Song by Survivor

from the album Eye of the Tiger
- Released: 1982
- Genre: Rock
- Length: 3:48
- Label: EMI; Scotti Brothers;
- Songwriters: Frankie Sullivan; Jim Peterik;

= Ever Since the World Began =

1982 single by Survivor

"Ever Since the World Began" is a power ballad by American rock band Survivor, released in 1982 from the group's third album Eye of the Tiger, featuring Dave Bickler as lead singer.
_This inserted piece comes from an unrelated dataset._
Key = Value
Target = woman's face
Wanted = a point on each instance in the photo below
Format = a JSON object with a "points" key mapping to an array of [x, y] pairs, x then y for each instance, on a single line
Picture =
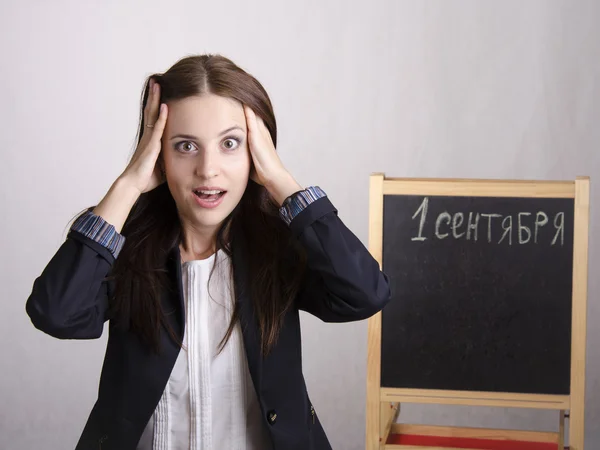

Composed by the band's guitarist Frankie Sullivan and keyboardist Jim Peterik, the song was written for someone fighting against cancer; Frankie Sullivan said in an interview that a member of his immediate family was battling the disease and later succumbed to it. He said the song had a lot of true meaning to him. It also had a lot of significance for co-writer Jim Peterik, as it was one of the final songs he played for his father before the latter's death shortly before the Eye of the Tiger album's release.

==Other versions==

Styx member Tommy Shaw recorded his version of the song for his third solo album Ambition in 1987. It was released as a single and reached No. 75 on the U.S. Billboard Hot 100.

Following the temporary disbandment of Survivor in 1989, Bickler's successor in the band, Jimi Jamison recorded a solo cover of "Ever Since the World Began" for the 1989 film Lock Up. It was released as his debut solo single.